By Charlotte Owen
Cinnabar moth caterpillars can be found in their hundreds munching away on yellow-flowered ragwort, and their bold black-and-gold stripes make them easy to identify. As well as being the cinnabar caterpillar’s main food plant, ragwort supports more than 40 other insect species and is an important source of nectar. It is also toxic and well known for its potential to poison horses and other livestock if eaten, particularly via contaminated hay. The toxins within the growing plant make it so bitter and unpalatable that it is usually avoided but the cinnabar caterpillars feast upon ragwort without ill effect. They actually benefit from its toxicity by eating enough of it to become toxic themselves, and their colourful stripes are a warning to predators: I’m poisonous and taste terrible, don’t try to eat me.
Newly-hatched caterpillars are vulnerable at first so will cluster together, starting at the base of the plant and working their way up. As they grow bigger and develop their toxic defences they start to spread out, and with hundreds of hungry mouths their host plant can be rapidly reduced to a ragged, leafless stem. Large populations can easily decimate an entire patch of ragwort and many caterpillars will starve if their food runs out before they are fully grown, so as competition intensifies the caterpillars become more aggressive and may even turn to cannibalism in their quest for calories. It takes about a month for them to develop fully, at which point they will descend to ground level ready to pupate. They will remain here all winter, safe inside their cocoons, and complete their metamorphosis the following spring to emerge as beautiful black and red adults.
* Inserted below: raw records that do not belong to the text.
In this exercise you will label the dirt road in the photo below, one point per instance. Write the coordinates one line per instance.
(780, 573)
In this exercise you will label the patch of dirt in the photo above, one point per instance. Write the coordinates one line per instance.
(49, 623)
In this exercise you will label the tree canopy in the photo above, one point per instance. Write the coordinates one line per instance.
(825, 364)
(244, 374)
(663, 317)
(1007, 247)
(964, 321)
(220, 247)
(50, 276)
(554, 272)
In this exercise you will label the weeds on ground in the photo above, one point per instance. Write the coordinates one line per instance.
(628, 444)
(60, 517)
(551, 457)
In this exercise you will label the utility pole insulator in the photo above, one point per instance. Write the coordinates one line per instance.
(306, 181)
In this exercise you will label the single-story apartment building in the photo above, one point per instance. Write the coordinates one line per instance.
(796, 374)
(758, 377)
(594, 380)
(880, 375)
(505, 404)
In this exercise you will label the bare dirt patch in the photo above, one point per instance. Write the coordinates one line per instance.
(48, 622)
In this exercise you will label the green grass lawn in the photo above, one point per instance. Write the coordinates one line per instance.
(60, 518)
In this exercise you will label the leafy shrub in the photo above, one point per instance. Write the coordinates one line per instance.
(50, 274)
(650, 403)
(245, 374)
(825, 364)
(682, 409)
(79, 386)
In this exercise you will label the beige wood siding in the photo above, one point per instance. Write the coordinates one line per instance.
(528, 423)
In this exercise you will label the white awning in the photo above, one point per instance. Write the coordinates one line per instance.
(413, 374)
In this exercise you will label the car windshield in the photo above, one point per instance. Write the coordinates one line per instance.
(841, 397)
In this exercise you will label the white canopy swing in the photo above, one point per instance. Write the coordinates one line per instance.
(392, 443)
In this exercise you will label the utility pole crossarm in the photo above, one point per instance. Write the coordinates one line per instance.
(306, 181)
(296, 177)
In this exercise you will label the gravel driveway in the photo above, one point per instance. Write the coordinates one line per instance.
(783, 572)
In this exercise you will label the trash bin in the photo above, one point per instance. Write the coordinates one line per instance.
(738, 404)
It is thanks to this vibrant red colouration that the moth earned its unusual name, inspired by the red mineral cinnabar - a toxic mercury ore that was once widely used as an artist’s pigment. The adult moths fly during the day and could easily be mistaken for exotic butterflies. They are brightly coloured for the same reason as the caterpillars, since the ragwort’s toxins remain in their bodies and still provide an effective defence against predators.